I’m so happy you enjoyed these cookies, Preetika. It’s difficult to recommend a specific cake without knowing any details about what flavor profile you enojy or equipment you own but you can browse all of my cake recipes here and pick one that fits your needs. Have a happy birthday!
These oatmeal cookies were good… They had nice texture, but to say the least, I just didn’t get that “oatmeal flavor” from these cookies. I usually don’t like giving recipes less than a four but this one didn’t quite make it…
hi is it possible to leave the shaped dough of this recipe in the fridge days before baking it? or will the oats absorb the liquid? thank you !!

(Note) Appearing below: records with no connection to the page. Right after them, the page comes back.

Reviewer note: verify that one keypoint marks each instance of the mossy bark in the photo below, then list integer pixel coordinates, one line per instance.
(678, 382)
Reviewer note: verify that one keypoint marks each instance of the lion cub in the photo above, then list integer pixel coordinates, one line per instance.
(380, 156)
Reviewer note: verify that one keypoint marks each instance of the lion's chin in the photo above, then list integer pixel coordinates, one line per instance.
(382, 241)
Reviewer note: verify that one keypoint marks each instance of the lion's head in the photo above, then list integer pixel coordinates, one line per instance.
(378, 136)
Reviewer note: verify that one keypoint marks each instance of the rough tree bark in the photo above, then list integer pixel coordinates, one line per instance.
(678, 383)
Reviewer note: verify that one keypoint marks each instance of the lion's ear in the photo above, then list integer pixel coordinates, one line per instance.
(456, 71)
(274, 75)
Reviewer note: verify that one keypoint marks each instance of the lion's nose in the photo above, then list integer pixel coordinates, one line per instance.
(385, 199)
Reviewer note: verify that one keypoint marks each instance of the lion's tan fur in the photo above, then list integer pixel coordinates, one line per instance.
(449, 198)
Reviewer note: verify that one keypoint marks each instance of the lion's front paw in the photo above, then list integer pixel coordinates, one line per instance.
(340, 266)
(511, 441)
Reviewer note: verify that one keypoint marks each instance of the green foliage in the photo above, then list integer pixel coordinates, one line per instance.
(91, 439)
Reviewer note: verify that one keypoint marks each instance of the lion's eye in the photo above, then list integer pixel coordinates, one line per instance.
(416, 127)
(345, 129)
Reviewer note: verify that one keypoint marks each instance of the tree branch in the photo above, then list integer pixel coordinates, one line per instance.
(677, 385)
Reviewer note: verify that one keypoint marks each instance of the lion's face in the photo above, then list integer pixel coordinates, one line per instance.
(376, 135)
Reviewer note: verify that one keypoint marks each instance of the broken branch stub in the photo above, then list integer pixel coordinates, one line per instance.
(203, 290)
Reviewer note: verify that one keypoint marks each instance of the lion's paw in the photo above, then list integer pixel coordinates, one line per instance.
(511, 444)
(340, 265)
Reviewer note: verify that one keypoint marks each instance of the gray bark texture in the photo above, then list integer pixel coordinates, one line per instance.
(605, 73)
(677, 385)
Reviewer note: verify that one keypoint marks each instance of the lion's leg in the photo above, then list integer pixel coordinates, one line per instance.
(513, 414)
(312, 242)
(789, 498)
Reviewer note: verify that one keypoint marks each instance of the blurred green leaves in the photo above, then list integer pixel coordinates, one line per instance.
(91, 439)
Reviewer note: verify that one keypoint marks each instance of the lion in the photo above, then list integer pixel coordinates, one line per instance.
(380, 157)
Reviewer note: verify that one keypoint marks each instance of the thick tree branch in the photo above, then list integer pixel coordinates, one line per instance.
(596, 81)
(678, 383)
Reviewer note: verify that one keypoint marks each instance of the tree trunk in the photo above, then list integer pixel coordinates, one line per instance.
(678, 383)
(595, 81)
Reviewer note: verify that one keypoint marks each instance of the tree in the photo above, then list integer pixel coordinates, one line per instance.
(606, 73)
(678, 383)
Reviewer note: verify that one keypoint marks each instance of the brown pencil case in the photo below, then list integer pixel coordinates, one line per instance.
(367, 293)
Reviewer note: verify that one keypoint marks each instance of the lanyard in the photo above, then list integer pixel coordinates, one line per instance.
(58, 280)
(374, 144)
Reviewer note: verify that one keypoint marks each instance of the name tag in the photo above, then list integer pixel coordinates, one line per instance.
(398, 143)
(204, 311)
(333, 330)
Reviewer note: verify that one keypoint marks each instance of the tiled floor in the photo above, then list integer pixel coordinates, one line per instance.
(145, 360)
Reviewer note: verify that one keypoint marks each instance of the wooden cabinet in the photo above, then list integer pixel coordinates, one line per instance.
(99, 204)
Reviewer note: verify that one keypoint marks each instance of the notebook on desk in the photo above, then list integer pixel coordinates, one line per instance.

Hi Danielle, You can refrigerate the dough for up to 2 days. I often freeze unbaked cookie dough balls and then bake them right from the freezer. See recipe notes!
Made these with my three old son and followed the recipe faithfully. I think they tasted good but they spread thinner and were very hard to get off the baking sheet even after the 5 min resting time.
Hi Sally,
My daughter and me just baked this and tasted it. It came out so perfect so good. It is very rich in taste. Loved it! I had only one egg left and only one cup flour. So I reduced the oats to 2 cups instead of 1 cup. And didn’t have vanilla extract. I used chocolate chips , because my daughter wanted it. And I had Molasses. that was great. All in all it turned out great.
Hey Sally! I love all your recipes but i was just wondering we’re 110% fans of your chewy oatmeal chocolate chip cookies. What’s the difference between them? i could spot a bit less sugar and chocolate but does it change the texture or anything else…?
Not really! I wanted a deeper darker flavor here so I reduced the sugar and added the dark chocolate.
Hi Sally,
Made these today and they are quite tasty. My only issue with these cookies is the texture of the oats. It feels like I’m eating a piece of paper/cardboard when I chew on the oats. I bake with oats frequently and I’ve never had this problem. Would toasting the oats first make a difference? Thank you.
Hi Adriana, What type of oats are you using? For the best texture I use and recommend old fashioned whole oats.
I am only 13 and I made this in less than half and hour! I had to make a lot of substitutions because we didn’t have everything: instead of chocolate I added extra cinnamon, honey and vanilla. I swapped the molasses for honey, and the bi carb soda for 1/2 tsp baking powder. I chilled it for 30mins, perfect easy recipe 🙂
Hi, Sally! I made these cookies last night, and they were amazing. They were nice and crispy before I stored them (fully cooled off) but then they became chewy overnight in my cookie tin. How do you store your cookies to preserve crispiness?
If you don’t store them tightly covered, the exposed air keeps them on the crisper side. 🙂
I didn’t care for the cinnamon in these. I was hoping for a normal oatmeal chocolate chunk cookie. It was just a weird blend of classic oatmeal cookie flavor and chocolate chunk–doesn’t go together in my taste buds. I might try again and omit the cinnamon.
Mine didn’t rise at all. They stayed the same shape as the cookie scoop ♀️ Maybe I refrigerated the dough too long I’m not sure.